5. A mold core for forming a multi-directional dovetail backgrain of a tile with easy demolding according to claim 4, characterized in that, The first U-shaped frame (231) is slidably limited to the first slot (261), the second U-shaped frame (241) is slidably limited to the second slot (262), and the mold box (11) is provided with a plurality of moving strips one (27) and moving strips two (28); Among them, several of the moving strips one (27) and moving strip two (28) are staggered, and the outer surfaces of the moving strips one (27) and moving strip two (28) are covered with rubber.

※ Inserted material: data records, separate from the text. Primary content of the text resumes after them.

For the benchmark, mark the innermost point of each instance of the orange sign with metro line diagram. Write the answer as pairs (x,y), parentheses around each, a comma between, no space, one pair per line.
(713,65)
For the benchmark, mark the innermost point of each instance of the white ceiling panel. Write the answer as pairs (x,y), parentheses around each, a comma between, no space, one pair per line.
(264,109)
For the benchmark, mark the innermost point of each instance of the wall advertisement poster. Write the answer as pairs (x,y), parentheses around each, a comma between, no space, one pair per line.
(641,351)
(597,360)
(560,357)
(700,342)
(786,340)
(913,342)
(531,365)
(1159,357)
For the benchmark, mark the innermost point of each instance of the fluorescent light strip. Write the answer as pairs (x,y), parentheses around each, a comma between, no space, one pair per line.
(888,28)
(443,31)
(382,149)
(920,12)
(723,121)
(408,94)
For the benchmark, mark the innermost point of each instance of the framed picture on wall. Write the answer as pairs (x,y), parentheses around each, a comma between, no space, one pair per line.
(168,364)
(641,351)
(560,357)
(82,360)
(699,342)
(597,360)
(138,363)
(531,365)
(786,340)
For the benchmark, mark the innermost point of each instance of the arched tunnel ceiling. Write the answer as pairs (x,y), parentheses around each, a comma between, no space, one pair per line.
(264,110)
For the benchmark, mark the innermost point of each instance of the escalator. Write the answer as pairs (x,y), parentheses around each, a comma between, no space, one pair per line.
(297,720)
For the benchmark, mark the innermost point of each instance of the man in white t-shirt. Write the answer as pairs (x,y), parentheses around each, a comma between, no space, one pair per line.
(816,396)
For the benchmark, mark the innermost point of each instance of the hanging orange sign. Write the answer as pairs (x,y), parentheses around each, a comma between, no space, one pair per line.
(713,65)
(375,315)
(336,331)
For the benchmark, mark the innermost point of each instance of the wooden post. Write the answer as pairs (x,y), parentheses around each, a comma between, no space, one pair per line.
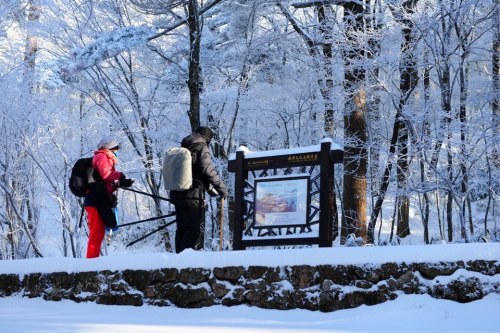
(325,215)
(221,224)
(239,201)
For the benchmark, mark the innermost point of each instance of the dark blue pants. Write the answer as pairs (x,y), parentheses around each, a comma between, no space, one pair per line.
(189,216)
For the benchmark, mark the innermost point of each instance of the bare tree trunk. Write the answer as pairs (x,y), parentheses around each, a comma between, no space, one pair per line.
(355,157)
(449,202)
(195,83)
(496,84)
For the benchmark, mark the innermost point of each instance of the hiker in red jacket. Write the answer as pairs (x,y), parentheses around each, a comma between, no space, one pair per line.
(100,201)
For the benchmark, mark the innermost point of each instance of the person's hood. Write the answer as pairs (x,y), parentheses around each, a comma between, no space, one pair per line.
(192,140)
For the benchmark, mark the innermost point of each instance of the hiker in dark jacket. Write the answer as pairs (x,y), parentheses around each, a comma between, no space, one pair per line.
(189,204)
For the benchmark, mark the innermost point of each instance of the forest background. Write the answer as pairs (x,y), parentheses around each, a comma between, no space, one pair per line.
(410,89)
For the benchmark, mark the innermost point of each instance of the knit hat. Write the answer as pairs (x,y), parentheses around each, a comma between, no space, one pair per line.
(206,133)
(108,144)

6. A mold core for forming a multi-directional dovetail backgrain of a tile with easy demolding according to claim 5, characterized in that, The left and right ends of the first movable strip (27) are fixedly connected to the sides of the two movable frames (31) located on the left and right sides respectively. The front and back ends of the second movable strip (28) are fixedly connected to the sides of the two movable frames (31) located on the front and back respectively. The first movable strip (27) and the second movable strip (28) are inserted together. The left and right ends of the first movable strip (27) are slidably limited by two inclined grooves (32) respectively. The front and back ends of the second movable strip (28) are slidably limited by two inclined grooves (32) respectively. Among them, several of the first movable strip (27) and the second movable strip (28) are staggered, and the top of the second movable strip (28) has three equally spaced openings.

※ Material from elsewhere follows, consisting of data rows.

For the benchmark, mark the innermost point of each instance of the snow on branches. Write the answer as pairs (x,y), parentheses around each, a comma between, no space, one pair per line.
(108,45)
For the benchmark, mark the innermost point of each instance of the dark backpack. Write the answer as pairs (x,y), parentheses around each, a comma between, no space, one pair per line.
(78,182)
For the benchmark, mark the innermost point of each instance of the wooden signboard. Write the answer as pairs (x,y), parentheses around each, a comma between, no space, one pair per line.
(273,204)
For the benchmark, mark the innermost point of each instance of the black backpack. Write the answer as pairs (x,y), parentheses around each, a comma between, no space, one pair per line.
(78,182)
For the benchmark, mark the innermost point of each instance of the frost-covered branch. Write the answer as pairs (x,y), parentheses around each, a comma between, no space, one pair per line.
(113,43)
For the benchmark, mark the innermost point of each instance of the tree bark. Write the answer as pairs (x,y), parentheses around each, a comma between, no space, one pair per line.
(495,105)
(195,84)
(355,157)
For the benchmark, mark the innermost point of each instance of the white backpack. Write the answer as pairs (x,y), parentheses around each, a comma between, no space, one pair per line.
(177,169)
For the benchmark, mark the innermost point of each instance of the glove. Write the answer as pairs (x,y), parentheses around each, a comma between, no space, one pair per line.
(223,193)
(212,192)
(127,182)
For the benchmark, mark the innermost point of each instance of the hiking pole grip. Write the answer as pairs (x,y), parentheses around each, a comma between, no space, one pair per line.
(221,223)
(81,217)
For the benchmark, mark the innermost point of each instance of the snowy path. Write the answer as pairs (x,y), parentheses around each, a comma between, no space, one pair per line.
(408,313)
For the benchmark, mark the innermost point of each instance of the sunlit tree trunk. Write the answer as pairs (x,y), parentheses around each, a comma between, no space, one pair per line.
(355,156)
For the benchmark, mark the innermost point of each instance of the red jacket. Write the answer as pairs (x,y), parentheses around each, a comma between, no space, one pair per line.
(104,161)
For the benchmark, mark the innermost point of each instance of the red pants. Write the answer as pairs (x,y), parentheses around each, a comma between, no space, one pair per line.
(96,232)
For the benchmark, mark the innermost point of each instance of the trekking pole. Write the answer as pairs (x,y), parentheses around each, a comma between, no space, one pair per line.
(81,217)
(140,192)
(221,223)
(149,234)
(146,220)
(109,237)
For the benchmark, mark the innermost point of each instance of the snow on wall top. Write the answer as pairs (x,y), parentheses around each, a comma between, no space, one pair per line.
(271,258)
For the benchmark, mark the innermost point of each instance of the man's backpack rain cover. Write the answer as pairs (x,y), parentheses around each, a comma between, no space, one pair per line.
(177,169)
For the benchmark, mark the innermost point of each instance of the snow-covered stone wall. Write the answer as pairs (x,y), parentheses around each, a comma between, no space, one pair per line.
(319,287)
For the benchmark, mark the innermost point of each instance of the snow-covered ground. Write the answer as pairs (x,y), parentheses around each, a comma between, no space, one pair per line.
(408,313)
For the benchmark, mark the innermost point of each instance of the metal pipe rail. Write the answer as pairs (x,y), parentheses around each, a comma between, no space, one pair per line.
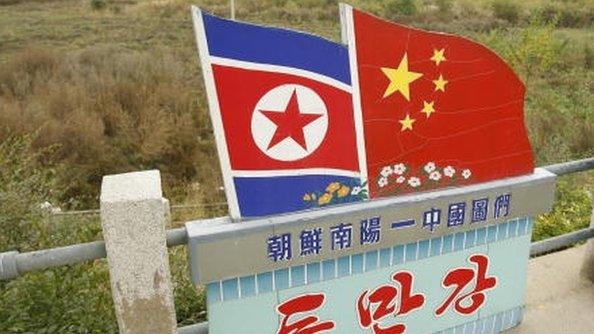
(14,264)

7. A mold core for forming a multi-directional dovetail backgrain of a tile with easy demolding according to claim 3, characterized in that, The inner wall of the fixed box (1) is fixedly connected with several ear blocks (34) on all four sides. Each ear block (34) is fixedly connected with a spring (341) on the side of the movable block (26) near the ear block (34). The other end of the spring (341) is fixedly connected to the side of the movable block (26) near the ear block (34). Among them, spring 2 (341) is used to push moving block 2 (26) to reset, and the front and back of moving block 2 (26) are in contact with the inner wall of fixed box (1).